Luckily, we should already have a stage with
parameters in dvc.yaml
:
featurize:
cmd: python src/featurization.py data/prepared data/features
deps:
- data/prepared
- src/featurization.py
params:
- featurize.max_features
- featurize.ngrams
outs:
- data/features
The featurize
stage was created with this dvc stage add
command. Notice the
argument sent to the -p
option (short for --params
):
$ dvc stage add -n featurize \
-p featurize.max_features,featurize.ngrams \
-d src/featurization.py -d data/prepared \
-o data/features \
python src/featurization.py data/prepared data/features
The params
section defines the parameter dependencies of the featurize
stage.
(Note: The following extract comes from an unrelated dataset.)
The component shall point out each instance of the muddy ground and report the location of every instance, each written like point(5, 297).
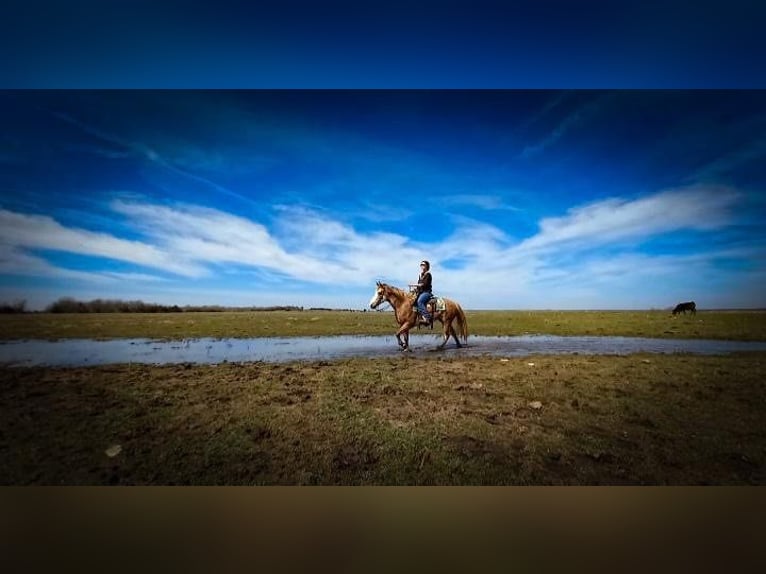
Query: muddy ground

By default, DVC reads those values (featurize.max_features
and
featurize.ngrams
) from a params.yaml
file. But as with metrics and plots,
parameter file names and structure can also be user- and case-defined.
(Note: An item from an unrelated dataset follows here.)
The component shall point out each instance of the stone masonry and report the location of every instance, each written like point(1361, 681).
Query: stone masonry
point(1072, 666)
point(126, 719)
Here's the contents of our params.yaml
file:
prepare:
split: 0.20
seed: 20170428
featurize:
max_features: 100
ngrams: 1
train:
seed: 20170428
n_est: 50
min_split: 2
Updating params and iterating
We are definitely not happy with the AUC value we got so far! Let's edit the
params.yaml
file to use bigrams and increase the number of features:
featurize:
- max_features: 100
- ngrams: 1
+ max_features: 200
+ ngrams: 2
The beauty of dvc.yaml
is that all you need to do now is run:
$ dvc repro
It'll analyze the changes, use existing results from the run cache, and execute only the commands needed to produce new results (model, metrics, plots).
The same logic applies to other possible adjustments โ edit source code, update
datasets โ you do the changes, use dvc repro
, and DVC runs what needs to be
run.
Comparing iterations
Finally, let's see how the updates improved performance. DVC has a few commands to see changes in and visualize metrics, parameters, and plots. These commands can work for one or across multiple pipeline iteration(s). Let's compare the current "bigrams" run with the last committed "baseline" iteration:
$ dvc params diff
Path Param HEAD workspace
params.yaml featurize.max_features 100 200
params.yaml featurize.ngrams 1 2
dvc params diff
can show how params in the workspace differ vs. the last
commit.
dvc metrics diff
does the same for metrics:
$ dvc metrics diff
Path Metric HEAD workspace Change
eval/live/metrics.json avg_prec.test 0.9014 0.925 0.0236
eval/live/metrics.json avg_prec.train 0.95704 0.97437 0.01733
eval/live/metrics.json roc_auc.test 0.93196 0.94602 0.01406
eval/live/metrics.json roc_auc.train 0.97743 0.98667 0.00924
And finally, we can compare all plots with a single command (we show only some of them for simplicity):
$ dvc plots diff
file:///Users/dvc/example-get-started/plots.html
See
dvc plots diff
for more info on its options.
All these commands also accept Git revisions (commits, tags, branch names) to compare.